Where the project area lacks a dedicated bike lane, it has "sharrows" — white chevrons painted on the pavement meant to remind motorists to share the lane with bicyclists.

But sharrows are only suitable for quieter residential streets with low traffic volume and were never meant to be used on major arterial streets like El Cajon Boulevard, according to Kathleen Ferrier, director of advocacy for the nonprofit Circulate San Diego.

Letter to Planning Department
Circulate San Diego wrote a letter opposing San Diego's redesign of a section of El Cajon Boulevard.
To view PDF files, download Acrobat Reader.

"People are going to continue to bicycle down El Cajon Boulevard because they want to directly access those stores (on the boulevard)," Ferrier said. "That's a good thing for stores, because bicyclists will spend money in those stores.
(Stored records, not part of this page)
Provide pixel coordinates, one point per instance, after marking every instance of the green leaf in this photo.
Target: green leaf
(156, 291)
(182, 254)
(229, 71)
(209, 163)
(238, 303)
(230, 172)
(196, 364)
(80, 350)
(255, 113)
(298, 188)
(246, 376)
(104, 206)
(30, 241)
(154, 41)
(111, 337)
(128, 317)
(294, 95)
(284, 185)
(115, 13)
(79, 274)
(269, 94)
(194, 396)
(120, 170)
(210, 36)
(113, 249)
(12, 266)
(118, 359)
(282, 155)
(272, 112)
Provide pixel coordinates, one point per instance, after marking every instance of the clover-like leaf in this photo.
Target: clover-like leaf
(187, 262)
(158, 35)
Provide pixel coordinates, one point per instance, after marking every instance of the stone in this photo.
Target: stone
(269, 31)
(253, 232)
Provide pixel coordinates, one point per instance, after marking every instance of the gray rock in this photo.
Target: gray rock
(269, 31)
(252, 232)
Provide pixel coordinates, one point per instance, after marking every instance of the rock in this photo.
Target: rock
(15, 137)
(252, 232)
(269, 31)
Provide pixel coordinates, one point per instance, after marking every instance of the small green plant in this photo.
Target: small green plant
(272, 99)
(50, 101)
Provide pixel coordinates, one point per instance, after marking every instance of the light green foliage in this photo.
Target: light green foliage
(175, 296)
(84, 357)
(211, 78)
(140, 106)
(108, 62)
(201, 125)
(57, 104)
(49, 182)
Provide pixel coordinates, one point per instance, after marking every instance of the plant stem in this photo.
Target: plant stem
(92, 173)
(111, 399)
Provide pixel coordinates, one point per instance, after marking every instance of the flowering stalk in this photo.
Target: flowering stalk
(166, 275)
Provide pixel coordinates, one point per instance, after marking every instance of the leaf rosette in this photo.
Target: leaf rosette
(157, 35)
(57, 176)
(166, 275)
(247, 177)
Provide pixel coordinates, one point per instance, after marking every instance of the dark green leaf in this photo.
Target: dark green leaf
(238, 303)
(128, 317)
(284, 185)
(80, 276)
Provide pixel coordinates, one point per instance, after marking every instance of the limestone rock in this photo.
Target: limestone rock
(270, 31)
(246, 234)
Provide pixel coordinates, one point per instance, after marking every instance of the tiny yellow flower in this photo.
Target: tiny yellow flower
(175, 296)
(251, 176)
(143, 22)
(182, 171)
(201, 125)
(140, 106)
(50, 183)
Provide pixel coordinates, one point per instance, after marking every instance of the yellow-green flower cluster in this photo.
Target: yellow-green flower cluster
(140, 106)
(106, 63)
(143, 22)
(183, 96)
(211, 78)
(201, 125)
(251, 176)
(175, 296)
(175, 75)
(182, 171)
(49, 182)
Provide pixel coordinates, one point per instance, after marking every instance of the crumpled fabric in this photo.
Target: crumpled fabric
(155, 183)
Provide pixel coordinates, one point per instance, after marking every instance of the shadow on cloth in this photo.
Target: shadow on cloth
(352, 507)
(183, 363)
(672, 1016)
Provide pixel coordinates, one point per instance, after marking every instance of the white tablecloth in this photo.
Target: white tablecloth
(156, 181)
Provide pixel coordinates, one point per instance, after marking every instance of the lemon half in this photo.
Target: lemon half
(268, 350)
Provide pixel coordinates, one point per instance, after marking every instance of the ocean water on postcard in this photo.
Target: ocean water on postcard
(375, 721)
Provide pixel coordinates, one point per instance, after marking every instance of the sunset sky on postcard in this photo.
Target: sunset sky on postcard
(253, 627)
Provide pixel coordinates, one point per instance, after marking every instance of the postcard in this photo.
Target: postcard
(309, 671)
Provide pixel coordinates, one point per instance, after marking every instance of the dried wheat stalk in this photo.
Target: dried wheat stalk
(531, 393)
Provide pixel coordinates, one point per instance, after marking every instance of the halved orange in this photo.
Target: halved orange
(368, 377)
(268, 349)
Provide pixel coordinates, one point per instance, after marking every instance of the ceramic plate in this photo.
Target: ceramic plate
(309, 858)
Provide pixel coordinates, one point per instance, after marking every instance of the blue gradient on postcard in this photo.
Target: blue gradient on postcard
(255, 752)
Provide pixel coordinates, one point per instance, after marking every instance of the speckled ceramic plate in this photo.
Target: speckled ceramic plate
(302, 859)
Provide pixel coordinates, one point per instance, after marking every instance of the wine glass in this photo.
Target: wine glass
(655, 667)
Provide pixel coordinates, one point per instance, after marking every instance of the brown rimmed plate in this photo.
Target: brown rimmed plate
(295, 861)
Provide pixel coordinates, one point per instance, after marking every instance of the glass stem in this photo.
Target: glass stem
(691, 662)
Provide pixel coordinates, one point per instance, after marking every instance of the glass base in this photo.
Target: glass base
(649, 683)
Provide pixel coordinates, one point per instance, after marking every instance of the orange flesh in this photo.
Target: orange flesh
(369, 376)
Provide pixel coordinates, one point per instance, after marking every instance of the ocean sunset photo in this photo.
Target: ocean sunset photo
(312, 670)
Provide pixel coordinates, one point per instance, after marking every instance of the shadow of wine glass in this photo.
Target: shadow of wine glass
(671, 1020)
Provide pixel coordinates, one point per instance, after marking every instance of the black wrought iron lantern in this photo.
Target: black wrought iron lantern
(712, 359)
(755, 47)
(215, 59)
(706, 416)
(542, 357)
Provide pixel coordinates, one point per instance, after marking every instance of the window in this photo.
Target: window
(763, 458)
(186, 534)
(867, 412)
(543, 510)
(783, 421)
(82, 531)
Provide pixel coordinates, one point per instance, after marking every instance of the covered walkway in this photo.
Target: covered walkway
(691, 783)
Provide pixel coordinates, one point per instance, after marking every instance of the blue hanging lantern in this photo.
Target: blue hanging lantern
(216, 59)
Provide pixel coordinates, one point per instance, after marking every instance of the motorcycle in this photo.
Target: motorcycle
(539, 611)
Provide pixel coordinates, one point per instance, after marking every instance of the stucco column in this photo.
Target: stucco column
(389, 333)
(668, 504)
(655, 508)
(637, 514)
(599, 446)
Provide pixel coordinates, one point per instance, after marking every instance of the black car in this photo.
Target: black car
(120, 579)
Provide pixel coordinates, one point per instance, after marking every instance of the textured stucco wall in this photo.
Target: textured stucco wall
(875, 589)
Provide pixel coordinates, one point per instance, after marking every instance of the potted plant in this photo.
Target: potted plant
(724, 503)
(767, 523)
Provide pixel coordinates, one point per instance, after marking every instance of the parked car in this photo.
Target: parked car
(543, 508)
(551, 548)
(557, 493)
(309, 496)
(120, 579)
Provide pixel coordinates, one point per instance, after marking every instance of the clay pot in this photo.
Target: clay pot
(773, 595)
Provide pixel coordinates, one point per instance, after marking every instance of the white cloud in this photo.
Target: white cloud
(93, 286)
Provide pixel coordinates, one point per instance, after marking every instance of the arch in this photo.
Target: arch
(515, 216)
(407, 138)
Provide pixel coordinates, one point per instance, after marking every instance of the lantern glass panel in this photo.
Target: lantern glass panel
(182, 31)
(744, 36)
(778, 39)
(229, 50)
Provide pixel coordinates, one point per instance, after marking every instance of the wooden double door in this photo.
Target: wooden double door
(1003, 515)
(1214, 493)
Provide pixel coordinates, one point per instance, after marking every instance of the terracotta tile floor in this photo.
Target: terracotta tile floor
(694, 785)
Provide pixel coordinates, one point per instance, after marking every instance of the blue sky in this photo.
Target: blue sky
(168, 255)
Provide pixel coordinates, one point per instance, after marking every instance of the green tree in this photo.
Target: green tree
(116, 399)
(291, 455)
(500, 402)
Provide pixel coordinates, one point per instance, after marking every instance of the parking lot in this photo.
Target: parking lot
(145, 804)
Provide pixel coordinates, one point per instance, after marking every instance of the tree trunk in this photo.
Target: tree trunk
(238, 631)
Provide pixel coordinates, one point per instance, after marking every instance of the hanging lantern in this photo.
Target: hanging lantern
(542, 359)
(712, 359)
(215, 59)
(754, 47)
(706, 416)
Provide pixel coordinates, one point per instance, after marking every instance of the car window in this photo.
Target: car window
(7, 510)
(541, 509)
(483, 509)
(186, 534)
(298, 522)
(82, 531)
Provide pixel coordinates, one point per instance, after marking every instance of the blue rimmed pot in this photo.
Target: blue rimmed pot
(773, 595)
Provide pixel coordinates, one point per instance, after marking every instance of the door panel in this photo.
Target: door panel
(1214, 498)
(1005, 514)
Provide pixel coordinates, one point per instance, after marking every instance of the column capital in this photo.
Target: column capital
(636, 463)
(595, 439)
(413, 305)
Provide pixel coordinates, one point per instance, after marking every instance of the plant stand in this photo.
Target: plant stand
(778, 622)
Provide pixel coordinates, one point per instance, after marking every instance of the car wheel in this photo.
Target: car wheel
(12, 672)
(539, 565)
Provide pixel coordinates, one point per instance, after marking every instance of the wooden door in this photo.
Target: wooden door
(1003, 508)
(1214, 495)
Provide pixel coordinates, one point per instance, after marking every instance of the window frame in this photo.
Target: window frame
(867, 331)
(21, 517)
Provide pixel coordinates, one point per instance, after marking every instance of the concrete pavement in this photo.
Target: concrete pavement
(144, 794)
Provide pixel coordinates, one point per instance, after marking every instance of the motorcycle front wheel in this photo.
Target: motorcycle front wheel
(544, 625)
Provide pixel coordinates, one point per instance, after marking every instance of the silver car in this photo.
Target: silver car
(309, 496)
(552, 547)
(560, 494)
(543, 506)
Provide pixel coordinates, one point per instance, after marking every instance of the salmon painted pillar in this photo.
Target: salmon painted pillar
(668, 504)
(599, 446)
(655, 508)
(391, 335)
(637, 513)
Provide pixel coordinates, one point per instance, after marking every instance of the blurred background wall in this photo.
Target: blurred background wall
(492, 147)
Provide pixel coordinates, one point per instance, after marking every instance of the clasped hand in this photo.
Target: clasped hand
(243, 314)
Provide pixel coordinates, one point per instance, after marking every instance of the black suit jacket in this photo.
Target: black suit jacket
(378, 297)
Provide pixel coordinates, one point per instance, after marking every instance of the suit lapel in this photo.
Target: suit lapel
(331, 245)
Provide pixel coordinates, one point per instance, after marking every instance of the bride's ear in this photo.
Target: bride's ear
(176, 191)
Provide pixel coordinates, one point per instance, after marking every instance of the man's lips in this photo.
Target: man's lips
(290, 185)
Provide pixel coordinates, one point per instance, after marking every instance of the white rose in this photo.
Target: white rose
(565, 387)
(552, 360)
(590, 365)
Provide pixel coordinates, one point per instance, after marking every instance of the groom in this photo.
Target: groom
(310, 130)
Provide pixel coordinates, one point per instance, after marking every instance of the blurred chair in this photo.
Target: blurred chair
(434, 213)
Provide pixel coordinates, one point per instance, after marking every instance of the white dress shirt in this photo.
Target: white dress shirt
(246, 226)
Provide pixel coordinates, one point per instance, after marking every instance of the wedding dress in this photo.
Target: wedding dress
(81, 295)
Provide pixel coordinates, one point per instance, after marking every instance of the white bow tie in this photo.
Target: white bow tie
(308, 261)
And so by providing them safe access where they want to be, they will be safer as a result."

Ferrier signed a letter to the San Diego Planning Department stating that the city's design choices did not accomplish the project’s goals, and that they were incompatible with policies adopted by the City Council. Those include Vision Zero, which aims to eliminate all traffic deaths by 2025; and the Climate Action Plan, which calls for dramatically increasing the share of people who bike to work.

"This overall preferred alternative is being proposed as a compromise," Ferrier said. "But unfortunately what's being compromised is safety."

Fears of parking loss

While much of the project’s design is meant to slow down traffic, that is precisely why some in the adjacent residential neighborhoods opposed earlier versions of the project. Kelly Waggonner, who lives in Talmadge and sits on the area planning group, said she and her neighbors feared slower traffic and losses to parking on El Cajon Boulevard would divert more vehicles to their residential streets.

"It's not safe for our neighbors, our pedestrians, our bicyclists, our children, our pets, to have to be sharing what should be neighborhood streets with 20,000 to 25,000 cars a day," she said. "We expect and anticipate that this area of San Diego is going to grow substantially. With more housing and with more density come more cars, and comes the need to make sure that traffic flows properly."

Rudy Duran rides his bike through a lane shared with motorists on University Ave. in City Heights, Jan. 17, 2017.
Nicholas McVicker
Rudy Duran rides his bike through a lane shared with motorists on University Ave. in City Heights, Jan. 17, 2017.

Waggonner and other residents turned out in strong numbers at public presentations of the study to advocate for no loss in parking, and she said she was pleased to hear the city's final preferred alternative maintained most of the street parking on both sides of El Cajon Boulevard. Alyssa Muto, the deputy planning director who supervised the project, said she did not expect the redesign would cause a significant diversion of traffic to adjacent residential streets.

So of all the stakeholders, who is being asked to make the greatest sacrifice? Rudy Duran lives in City Heights and rides his bike to his job at a bike shop in North Park. He said while he tries to stick to quieter residential streets when biking around, sometimes large arterials like El Cajon Boulevard are unavoidable. He said the city's plans leave bicyclists behind.

"It's been my experience that the majority of people biking in City Heights are just working-class people who use department store bikes so they have an affordable means of transportation," Duran said. "For the city to have only about four to five blocks worth of bike lane seems like an enormous failure for these people. And it seems like the city doesn't really care about their safety."

Georgette Gomez, the newly-inaugurated City Council member representing City Heights and Talmadge, was elected last November on promises to "shake up city hall" and to invest more in alternative transportation. Her spokesman, Roberto Torres, said while the study would not please everyone, "It's a good step in the right direction."